Breaking down TE production

December, 8, 2009
In charting offensive participation from the Patriots’ 22-21 loss to the Dolphins, it initially appeared that the lack of tight end involvement in the pass receiving game was a glaring issue.

Chris Baker and Benjamin Watson were on the field for a combined 89 snaps. They were targeted just once as receivers. Looking solely at those numbers, this headline accompanied the offensive participation breakdown: “TE production remains a concern”.

But after reviewing every Patriots offensive snap from the loss to Miami, that headline is off the mark. Here are some points that stood out to me about the involvement of tight ends in the passing game:

1. Baker released into pass routes only 10 times, while Watson released into pass routes only 15 times. Context is important when considering some of those plays were quick passes to Wes Welker or backs, so the tight ends weren't a real option as receivers but more important as downfield blockers.

2. Both tight ends had important blocks: Baker had a chip on Randy Moss’ 58-yard touchdown and blocked Joey Porter on Wes Welker’s 58-yard catch, while Watson picked up Porter on Sam Aiken’s 81-yard touchdown.
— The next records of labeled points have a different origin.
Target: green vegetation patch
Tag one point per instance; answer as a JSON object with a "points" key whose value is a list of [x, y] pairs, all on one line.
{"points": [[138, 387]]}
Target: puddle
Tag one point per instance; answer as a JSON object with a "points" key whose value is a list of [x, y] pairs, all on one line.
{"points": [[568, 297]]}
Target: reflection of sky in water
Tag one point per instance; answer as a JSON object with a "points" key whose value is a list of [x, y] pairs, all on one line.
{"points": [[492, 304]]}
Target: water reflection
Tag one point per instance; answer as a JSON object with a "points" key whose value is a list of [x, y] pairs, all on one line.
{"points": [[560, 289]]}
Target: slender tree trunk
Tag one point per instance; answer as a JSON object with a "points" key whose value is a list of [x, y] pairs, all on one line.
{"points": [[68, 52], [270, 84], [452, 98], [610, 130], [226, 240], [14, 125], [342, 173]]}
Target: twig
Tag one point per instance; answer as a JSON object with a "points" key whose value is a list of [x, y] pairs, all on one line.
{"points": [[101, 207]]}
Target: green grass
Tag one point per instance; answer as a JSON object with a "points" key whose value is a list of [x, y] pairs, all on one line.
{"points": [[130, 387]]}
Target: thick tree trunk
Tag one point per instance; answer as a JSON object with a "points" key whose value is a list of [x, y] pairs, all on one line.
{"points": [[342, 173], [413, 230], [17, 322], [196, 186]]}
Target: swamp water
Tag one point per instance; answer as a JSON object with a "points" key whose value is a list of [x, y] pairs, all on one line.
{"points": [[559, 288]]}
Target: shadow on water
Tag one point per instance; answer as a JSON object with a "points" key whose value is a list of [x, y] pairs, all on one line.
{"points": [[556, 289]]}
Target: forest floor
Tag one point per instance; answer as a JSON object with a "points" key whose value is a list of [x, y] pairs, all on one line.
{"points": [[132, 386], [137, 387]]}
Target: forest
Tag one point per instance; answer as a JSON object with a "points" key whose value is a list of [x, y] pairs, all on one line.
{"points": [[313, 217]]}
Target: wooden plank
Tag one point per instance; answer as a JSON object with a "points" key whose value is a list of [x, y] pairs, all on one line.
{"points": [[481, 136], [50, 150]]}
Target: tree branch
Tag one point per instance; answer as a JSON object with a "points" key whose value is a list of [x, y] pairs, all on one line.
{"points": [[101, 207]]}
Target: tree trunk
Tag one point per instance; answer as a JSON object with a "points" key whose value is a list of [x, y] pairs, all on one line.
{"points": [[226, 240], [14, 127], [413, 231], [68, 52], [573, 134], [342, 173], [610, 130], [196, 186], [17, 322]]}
3. Tom Brady’s first read was open most of the time, specifically Welker, so there was no need to force it to the tight ends.

4. The ball was often out quickly, to Welker or the running backs. So it wasn’t as if Brady was going through his progressions and the tight ends weren’t open.

5. The tight ends weren’t part of the pass-first, two-minute offense as the Patriots went with a 3 WR/2 RB package.